Finalmente, prossegue na propaganda e estímulo permanente ao livre acesso e porte de armas de fogo a todo cidadão. Cumpre assinalar que esse esforço discursivo foi acompanhado por medidas efetivas de liberalização que resultaram na multiplicação do número de armas de fogo em circulação, de 2018 para cá.
Os três argumentos apontam para o mesmo alvo: a constituição de uma massa de eleitores armados, radicalizados, prontos para disparar contra adversários, em caso de frustração de seus objetivos eleitorais. Aumenta a voltagem da violência política e, mesmo antes do início da campanha, houve episódios que resultaram em agressão armada e óbito.
Veja, abaixo, galeria de imagens:
O grande indicador dos resultados da estratégia do candidato governista será, aparentemente, a mobilização popular convocada em seu favor para o dia 7 de setembro. A estratégia parece repetir, em escala ampliada, as manifestações de 2021. Em caso de sucesso, o saldo seria a desmoralização das instituições e a criação de uma reserva de aparente apoio popular a movimentos futuros de recusa do resultado eleitoral.
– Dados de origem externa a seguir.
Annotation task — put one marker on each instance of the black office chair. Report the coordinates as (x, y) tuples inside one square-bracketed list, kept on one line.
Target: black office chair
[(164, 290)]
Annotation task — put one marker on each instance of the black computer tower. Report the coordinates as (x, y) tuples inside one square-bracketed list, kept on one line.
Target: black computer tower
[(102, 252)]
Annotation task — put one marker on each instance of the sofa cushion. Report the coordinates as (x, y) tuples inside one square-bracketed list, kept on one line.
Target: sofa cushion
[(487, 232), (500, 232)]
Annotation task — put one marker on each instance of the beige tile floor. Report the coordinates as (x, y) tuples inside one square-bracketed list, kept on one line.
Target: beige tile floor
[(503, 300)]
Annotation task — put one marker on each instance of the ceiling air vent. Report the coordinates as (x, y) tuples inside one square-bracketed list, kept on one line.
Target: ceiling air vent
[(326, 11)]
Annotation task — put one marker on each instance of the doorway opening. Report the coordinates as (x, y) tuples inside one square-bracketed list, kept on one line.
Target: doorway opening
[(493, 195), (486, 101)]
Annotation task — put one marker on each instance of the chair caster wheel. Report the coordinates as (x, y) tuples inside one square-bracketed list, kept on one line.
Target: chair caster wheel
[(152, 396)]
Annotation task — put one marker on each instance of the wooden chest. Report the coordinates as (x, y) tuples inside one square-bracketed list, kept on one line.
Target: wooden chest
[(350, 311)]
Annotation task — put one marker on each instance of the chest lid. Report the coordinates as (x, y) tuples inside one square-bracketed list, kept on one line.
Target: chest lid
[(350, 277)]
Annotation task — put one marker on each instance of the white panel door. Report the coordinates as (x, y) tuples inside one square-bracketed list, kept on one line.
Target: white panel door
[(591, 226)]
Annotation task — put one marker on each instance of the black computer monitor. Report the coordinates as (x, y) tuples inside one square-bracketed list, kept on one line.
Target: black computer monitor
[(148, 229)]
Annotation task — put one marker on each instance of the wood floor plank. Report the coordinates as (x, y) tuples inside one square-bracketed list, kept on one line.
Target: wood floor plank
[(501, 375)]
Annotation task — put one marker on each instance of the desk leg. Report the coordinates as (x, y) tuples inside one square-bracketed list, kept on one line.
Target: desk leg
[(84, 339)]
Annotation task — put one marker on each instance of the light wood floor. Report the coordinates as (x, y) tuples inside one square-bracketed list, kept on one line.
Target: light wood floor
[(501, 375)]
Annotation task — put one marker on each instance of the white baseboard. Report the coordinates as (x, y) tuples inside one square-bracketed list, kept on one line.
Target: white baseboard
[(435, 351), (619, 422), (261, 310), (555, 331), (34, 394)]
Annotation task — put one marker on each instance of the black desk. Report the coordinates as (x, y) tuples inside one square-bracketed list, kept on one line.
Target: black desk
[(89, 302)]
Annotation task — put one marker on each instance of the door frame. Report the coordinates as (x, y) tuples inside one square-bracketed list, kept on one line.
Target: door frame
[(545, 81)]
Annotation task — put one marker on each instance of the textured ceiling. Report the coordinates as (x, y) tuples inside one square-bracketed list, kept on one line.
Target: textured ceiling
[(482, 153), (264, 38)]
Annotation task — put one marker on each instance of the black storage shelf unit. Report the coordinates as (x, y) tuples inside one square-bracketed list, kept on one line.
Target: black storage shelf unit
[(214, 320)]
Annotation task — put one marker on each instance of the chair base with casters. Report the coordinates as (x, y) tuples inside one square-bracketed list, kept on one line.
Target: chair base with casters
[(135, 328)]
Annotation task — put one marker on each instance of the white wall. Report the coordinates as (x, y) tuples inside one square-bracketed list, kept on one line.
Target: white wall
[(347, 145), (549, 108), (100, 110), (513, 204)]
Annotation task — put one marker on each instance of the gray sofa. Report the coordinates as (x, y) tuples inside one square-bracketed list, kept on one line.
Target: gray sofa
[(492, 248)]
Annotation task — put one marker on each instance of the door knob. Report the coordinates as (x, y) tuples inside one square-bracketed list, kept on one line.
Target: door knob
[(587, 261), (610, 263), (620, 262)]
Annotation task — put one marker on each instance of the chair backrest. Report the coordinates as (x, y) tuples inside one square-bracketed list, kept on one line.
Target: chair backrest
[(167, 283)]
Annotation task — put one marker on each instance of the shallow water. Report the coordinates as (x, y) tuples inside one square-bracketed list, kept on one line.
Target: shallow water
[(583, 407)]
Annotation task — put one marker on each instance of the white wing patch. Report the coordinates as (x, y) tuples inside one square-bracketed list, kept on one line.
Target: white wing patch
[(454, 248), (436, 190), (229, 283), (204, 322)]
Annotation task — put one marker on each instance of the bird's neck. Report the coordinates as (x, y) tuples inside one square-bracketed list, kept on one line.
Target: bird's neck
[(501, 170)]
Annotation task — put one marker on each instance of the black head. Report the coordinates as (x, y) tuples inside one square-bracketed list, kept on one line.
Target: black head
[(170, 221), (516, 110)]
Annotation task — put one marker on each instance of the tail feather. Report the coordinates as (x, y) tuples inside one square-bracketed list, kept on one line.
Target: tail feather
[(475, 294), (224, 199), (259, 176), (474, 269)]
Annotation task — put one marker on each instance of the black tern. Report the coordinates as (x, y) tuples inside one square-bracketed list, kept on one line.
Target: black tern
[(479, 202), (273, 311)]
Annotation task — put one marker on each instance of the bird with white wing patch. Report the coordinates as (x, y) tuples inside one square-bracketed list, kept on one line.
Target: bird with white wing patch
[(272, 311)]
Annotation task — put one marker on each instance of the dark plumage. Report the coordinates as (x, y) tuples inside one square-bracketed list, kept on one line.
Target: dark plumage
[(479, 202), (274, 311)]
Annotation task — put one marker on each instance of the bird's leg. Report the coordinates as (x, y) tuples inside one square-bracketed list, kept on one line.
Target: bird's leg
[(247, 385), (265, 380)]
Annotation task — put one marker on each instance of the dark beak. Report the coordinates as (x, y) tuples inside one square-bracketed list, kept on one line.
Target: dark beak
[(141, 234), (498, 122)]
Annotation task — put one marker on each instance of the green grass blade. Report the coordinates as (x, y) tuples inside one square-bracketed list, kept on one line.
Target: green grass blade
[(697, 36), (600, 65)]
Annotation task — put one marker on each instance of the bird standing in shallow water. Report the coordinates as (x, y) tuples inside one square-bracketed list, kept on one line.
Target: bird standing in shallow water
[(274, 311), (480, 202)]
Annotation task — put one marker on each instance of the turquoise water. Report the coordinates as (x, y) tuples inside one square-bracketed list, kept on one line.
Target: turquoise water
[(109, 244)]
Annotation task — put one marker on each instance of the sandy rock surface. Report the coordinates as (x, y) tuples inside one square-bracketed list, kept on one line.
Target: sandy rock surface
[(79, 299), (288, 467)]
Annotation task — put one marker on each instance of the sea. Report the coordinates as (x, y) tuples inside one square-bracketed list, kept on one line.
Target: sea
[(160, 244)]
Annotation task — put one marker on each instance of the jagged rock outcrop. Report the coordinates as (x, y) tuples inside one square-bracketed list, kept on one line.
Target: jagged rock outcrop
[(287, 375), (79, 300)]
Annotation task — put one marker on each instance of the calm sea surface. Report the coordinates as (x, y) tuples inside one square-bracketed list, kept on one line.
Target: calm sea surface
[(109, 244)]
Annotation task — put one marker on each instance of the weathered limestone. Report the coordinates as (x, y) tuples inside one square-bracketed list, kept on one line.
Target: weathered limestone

As tarefas da oposição, por sua vez, estão desenhadas com clareza. Articular de imediato uma rede em defesa da democracia, que reúna partidos e candidatos, governadores e prefeitos, legisladores nacionais, estaduais e municipais, Judiciário e sociedade civil, em defesa da ordem no dia do bicentenário da Independência e da democracia ao longo de todo o processo eleitoral, até a posse dos eleitos.
Outra tarefa é promover o diálogo urgente entre os candidatos do campo democrático para construir o consenso necessário em torno da defesa da democracia, do repúdio conjunto aos ataques autoritários e definição das regras mínimas de convivência democrática e civilizada que devem governar a competição eleitoral no interior desse campo.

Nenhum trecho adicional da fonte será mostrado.